Décideurs. Certaines voix s’élèvent régulièrement contre le système d’enquête de l’AMF. Que leur répondez-vous ?
M.?P. La procédure menée devant la commission des sanctions respecte indiscutablement le principe du contradictoire. Elle est conforme aux exigences du procès équitable posées par la Convention européenne des droits de l’homme. Les critiques, articulées devant nous, visent souvent l’administration de la preuve au cours de l’enquête. Or, l’enquête ne fige nullement les preuves : chacun est libre - pendant la phase d’instruction conduite par le rapporteur et jusqu’au jour de la séance - de verser aux débats certains éléments ou documents qui ne figureraient pas encore dans le dossier. La commission n’est pas une juridiction mais elle y ressemble.
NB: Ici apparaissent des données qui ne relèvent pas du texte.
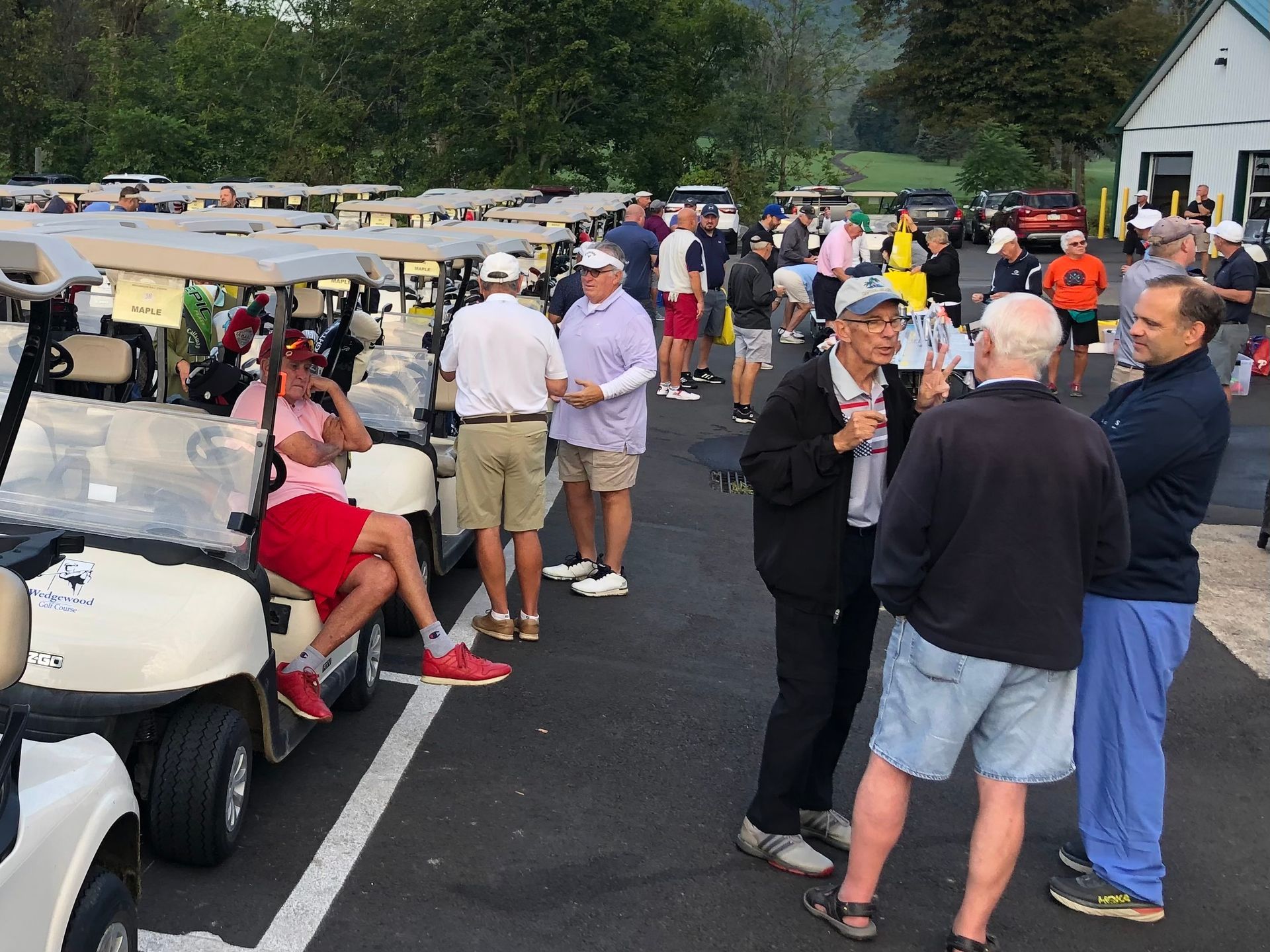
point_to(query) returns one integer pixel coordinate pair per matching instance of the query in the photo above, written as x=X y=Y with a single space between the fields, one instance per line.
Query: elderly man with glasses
x=601 y=427
x=820 y=459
Elle se doit d’être exemplaire et de respecter les droits de la défense pour éviter de voir ses décisions censurées par la cour d’appel de Paris ou le Conseil d’État.
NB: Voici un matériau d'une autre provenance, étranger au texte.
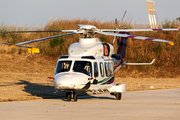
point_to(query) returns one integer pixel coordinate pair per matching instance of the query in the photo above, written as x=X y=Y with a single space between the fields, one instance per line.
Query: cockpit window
x=63 y=66
x=84 y=67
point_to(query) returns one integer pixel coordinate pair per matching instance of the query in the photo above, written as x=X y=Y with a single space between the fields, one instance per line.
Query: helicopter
x=90 y=64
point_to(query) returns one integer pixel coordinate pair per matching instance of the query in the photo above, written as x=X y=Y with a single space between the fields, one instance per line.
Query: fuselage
x=88 y=66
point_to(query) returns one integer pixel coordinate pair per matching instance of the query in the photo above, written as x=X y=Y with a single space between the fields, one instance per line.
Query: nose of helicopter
x=69 y=81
Décideurs. Dans un contexte de fusion des autorités de régulation, un rapprochement de l’AMF et de l’Autorité de contrôle prudentiel et de résolution vous apparaît-il souhaitable ?
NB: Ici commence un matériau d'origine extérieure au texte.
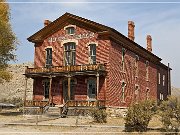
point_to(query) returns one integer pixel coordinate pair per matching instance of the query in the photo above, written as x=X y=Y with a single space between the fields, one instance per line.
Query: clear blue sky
x=160 y=20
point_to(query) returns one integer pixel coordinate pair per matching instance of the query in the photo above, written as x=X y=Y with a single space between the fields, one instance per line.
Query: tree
x=8 y=41
x=170 y=114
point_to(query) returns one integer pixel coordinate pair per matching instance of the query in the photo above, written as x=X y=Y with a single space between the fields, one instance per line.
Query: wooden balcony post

M.?P. Une telle décision relève du pouvoir souverain du législateur. À titre personnel, je ne pense pas qu’un tel rapprochement soit souhaitable. Les deux autorités ont des fonctions trop différentes et interviennent dans des secteurs d’activité déjà très vastes. L’ACPR traite des aspects prudentiels, notamment des procédures de contrôle et de conformité interne, au sein des banques et des acteurs du secteur de l’assurance. Le champ d’intervention de l’AMF va au-delà des aspects prudentiels et disciplinaires et conduit à s’intéresser au comportement aussi bien de personnes morales que des personnes physiques, parfois même non professionnelles. Compte tenu de la nature des manquements qu’elle peut sanctionner, l’aspect quasi pénal est bien plus fort au sein de l’AMF. Je pense que chercher à améliorer le système de fonctionnement de chacun doit être la vraie priorité.
Décideurs. Justement, sur quelles pistes d’amélioration travaillez-vous ?
M.?P. Le signe d’une institution qui fonctionne bien est sa capacité à réfléchir en permanence à son mode de fonctionnement. Dans la droite ligne de l’action de Claude Nocquet, j’entends œuvrer au renforcement des règles applicables pour répondre aux besoins de la régulation et du marché. Cela passe, d’une part, par la formulation de propositions de réformes au législateur. C’est par exemple le cas de la réflexion que nous avons menée sur l’instauration d’une procédure de relèvement des sanctions prononcées par la commission. Ce mécanisme existe en droit pénal mais pas devant l’AMF. Nous avons donc réfléchi aux conditions de son éventuelle mise en place pour ensuite laisser trancher le Parlement. D’autre part, je souhaiterais développer les rencontres avec nos homologues européens afin d’échanger et de débattre sur les sujets touchant les sanctions et, plus généralement, la régulation en matière de marchés financiers.